Kendall's pov:
Where am I? Ughhh I open my eyes and instantly close them, the pain! I cringed and I slowly try to open my eyes again. I immediately get blinded by the bright white room, everything so white. How much I hate that colour, it just reminds me how easily something so innocent can be corrupted. I immediately note the accent of medicine and other stuff that belongs to a hospital.
Wait what happened? Didn't I just lie in the tub and... I instantly looked at my arms and so that they were bandaged, I stare at it in schlock, my mind going rampage thinking about why could have happened and what even really happened. Who found me? Was the question that keeps returning it didn't seem like that it would go away got a while do I pondered about whom it could be...
I mentally cringe at the thought of my mother or little sister finding me, I wonder what they are doing right now, what they are thinking or feeling?
-VOICE-
They must be so ashamed of you right now, they must really hate you more than ever because for 1 they have to bear the constant questioning about your stupid suicide attempt.
B-b-but you told me to kill myself, you told me that everyone hates me and that I should do everyone a favour and kill myself!
-VOICE-
Bitch please, I'm only just a figment of imagination in your pathetic little shitty mind so shut the fuck up!
I'm only voicing out your true feelings and thoughts so don't blame the things that you feel or think on me, because I only fucking voice them out!
My mind went blank. I suddenly felt cold and empty. I can't feel anything except for the numbness that seems to creep through my whole body. I hear someone laugh and I can feel something wet coming from my eyes and gliding down my cheek. It seems like I'm in shock but I hear something it's someone chuckling... Wait I know that voice and it seems that the chuckling increased into hysterical laughing... It was my voice that is laughing like a mentally ill person, it sounds so broken, and the only thing that I notice is how the nurses and a doctor bursting through the door, one holding a needle with some clear liquid substance in it. The nurses held me tight and the doctor plunged the needle in my arm and pushed in the clear substance. I stopped laughing like mad and my eyes slowly starting to drop and as I look at the open door I see how my mother and sister looking worried and scared at the same time.

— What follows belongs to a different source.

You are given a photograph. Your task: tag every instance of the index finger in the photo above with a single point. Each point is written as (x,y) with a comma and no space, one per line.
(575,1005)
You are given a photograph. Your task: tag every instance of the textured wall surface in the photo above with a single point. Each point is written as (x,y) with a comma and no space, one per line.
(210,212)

I woke up again and I noticed how my arms and legs were tied on the bed and my mother laying half on the bed and the other in the chair besides the bed sleeping. I tried to say something but my neck felt dry, but my voice came out raspy. I felt my mother steer and rubbing her eyes and yawning at the same time, as her eyes open she looked at me with sad eyes. She notices how I'm struggling with voicing out my thoughts so she took the water bottle and held it to my mouth gently so I could drink from it.
"What happened? Why am I tied down?" I asked.

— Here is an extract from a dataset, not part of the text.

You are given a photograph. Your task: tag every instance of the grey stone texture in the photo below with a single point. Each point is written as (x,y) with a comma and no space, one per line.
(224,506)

"Honey, well... You had a mental break down, well that is what the doctor told me... I have decided that... I'm going to send you to place that the doctor recommended me , so you can take a break and maybe Get better?" I could hear her say.
I could only stare at her with shock, what the fuck happened? I couldn't believe her, my own mom is going to send me to a mental asylum, well ok she didn't say that but I know what she meant by the words, where I could take a break to get better.
I'm not crazy, well I know that I'm maybe a bit weird but I defiantly am not crazy!
The doctor came in and I could hear him talk to my mom that the transportation was ready to take me away and the only thing I saw my mother do was nod and she looked at me one last time and walked slowly out of the room not sparing me one last glance. My eyes went wide and alert and I start to shout, scream and thrash around. Screaming for help but nobody even spared me a glance, my eyes started to tear and I could feel how a tear slowly left my eye.
Help please, anyone please help... I don't want to go there. Please!